TOKYO, Sept 29 (Reuters) - Japan's Nikkei share average ended a volatile week with slight declines on Friday, swinging between gains and losses during the session to send the stock benchmark to its worst quarterly performance since mid-2022.

Selling of shipping stocks after they went ex-dividend and energy stocks tracking crude oil prices lower offset gains in chip stocks and follow-on from a Wall Street rally overnight.

Investors were also cautious amid uncertainty over a potential U.S. shutdown and the ongoing auto workers strike, along with key economic data next week, including the Bank of Japan's tankan survey and the U.S. monthly payrolls report.

"The risks to the U.S. economy are rising, and uncertainty is building," Nomura Securities strategist Maki Sawada said.

"It's very difficult to buy Japanese stock actively in such an environment."

The Nikkei edged down 0.05% to 31,857.62, bringing its loss for the week to 1.68%.

The broader Topix, with its lower concentration of tech shares, fell 0.92% for the day, and 2.23% for the week.

An index of Topix-listed value stocks tumbled 1.55%, while a growth stock index slipped 0.24%.

The Nikkei has lost more than 4% this quarter, its first quarterly decline since last September and its biggest since the previous June.

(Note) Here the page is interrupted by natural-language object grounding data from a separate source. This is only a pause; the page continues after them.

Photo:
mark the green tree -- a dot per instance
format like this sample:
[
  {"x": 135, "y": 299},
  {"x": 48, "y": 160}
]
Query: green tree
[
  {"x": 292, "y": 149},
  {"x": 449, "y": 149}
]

The benchmark index hit its highest since early 1990 at 3,3772.89 in mid June, and has slid about 5% since the most recent peak in the middle of this month.

Shippers, which pay the highest dividends among Japanese stocks, tumbled 4.38% to be the worst performer by far among the Tokyo Stock Exchange's 33 industry groups.

Oil and coal producers slumped 2.92%.

On the Nikkei, tech was the only bright spot, but the heavy weighting of some semiconductor stocks spared the index from deeper blushes.

Chip-testing equipment maker Advantest, which counts Nvidia among its customers, surged 2.98%, while chip-testing equipment giant Tokyo Electron advanced 2.58%.